Pirates who seized a Danish oil tanker off Congo last week have kidnapped six crew and abandoned ship, the French navy said Friday.
The Monjasa Reformer had 16 sailors when it was boarded by pirates on March 25.
The remaining crew were rescued by a French naval ship. They said "six crew members had been kidnapped by the pirates", the French navy said in a statement.
The Liberian-flagged tanker was found on Thursday off the coast of Sao Tome and Principe in the Gulf of Guinea.
It had been spotted by a drone from the French patrol boat Premier Maitre L'Her, deployed as part France's anti-piracy mission Corymbe, the French defence ministry said.
The pirates' boat, which was alongside the tanker during a first flyover, was not there later.
The French navy said three of the remaining crew members had received "minor injuries" and had received treatment.
In an earlier statement, shipowner Monjasa said "the pirates had abandoned the vessel and brought a part of the crew members with them," without specifying their number or nationalities.
"Our thoughts are with the crew members still missing and their families during this stressful period," Monjasa said, adding that it was "working closely with the local authorities" to obtain the sailors safe return.
Danish news agency Ritzau said that none of the crew were Danish.
The owner said there was no reported damage to the vessel or cargo.
The 135-metre-long Monjasa Reformer "experienced an emergency situation" on March 25 around 160 miles (260 kilometres) west of Port Pointe-Noire in the Republic of Congo when it was "sitting idle", Monjasa said.
The crew had notified the company that pirates had boarded and that the entire crew was safe in the tanker's secure room or "citadel", "in accordance with the onboard anti-piracy emergency protocol".
It said communications were then lost.
The Maritime Domain Awareness for Trade in the Gulf of Guinea, a cooperation centre between the British and French navies, and the French navy said five armed people boarded the vessel after approaching from a skiff.

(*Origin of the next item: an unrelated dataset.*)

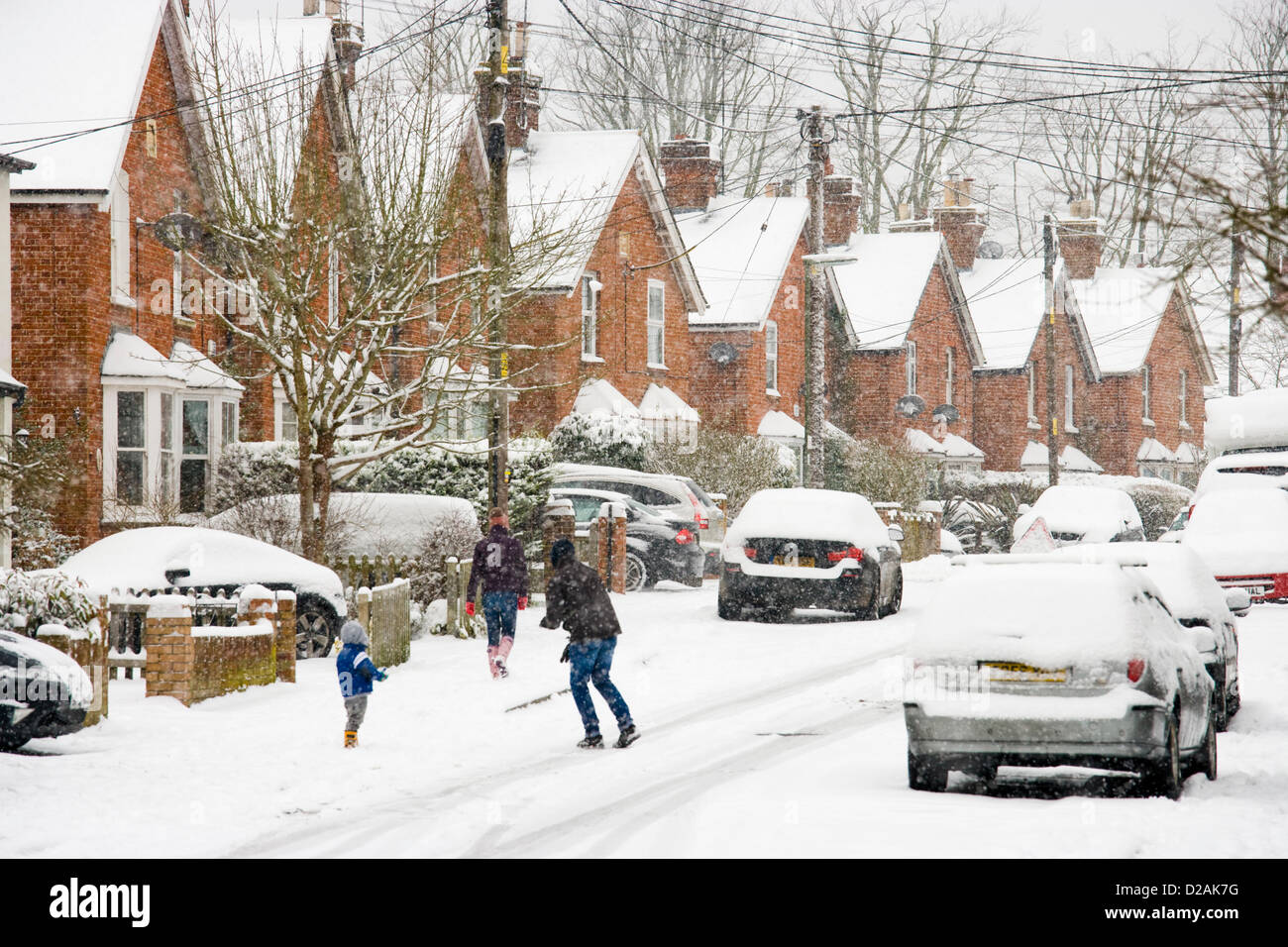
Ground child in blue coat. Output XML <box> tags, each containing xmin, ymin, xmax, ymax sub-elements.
<box><xmin>335</xmin><ymin>621</ymin><xmax>389</xmax><ymax>746</ymax></box>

Earlier this week, an official at the port of Pointe-Noire had put the number of attackers at three and said it was in international waters when the pirates boarded.
Monjasa gave no details about the number of pirates or their nationalities.
Lull in activity
Pirates have long been a risk in the Gulf of Guinea -- a major shipping route stretching 5,700 kilometres (3,500 miles) from Senegal to Angola, with Nigerian gangs carrying out most attacks.
But since 2021, shippers say pirates have been raiding farther out in international waters.
Their violence and sophisticated tactics prompted pleas from shippers for a more robust foreign naval presence like the mission to curb attacks from Somali pirates a decade ago.
Many of the attacks in recent years have been carried out by Nigerian criminal gangs using speed boats from hideouts in the Delta region.
Some gangs have captured larger fishing vessels which they use as a "mothership" base to raid further out to sea.
But the region, which sees a lot of traffic from oil tankers, has also seen a lull in activity recently.
According to a report by The Maritime Information Cooperation and Awareness Center (MICA), three ships were attacked in the area in 2022 compared to 26 in 2019.
Two other attacks have been recorded in the region in 2023 so far.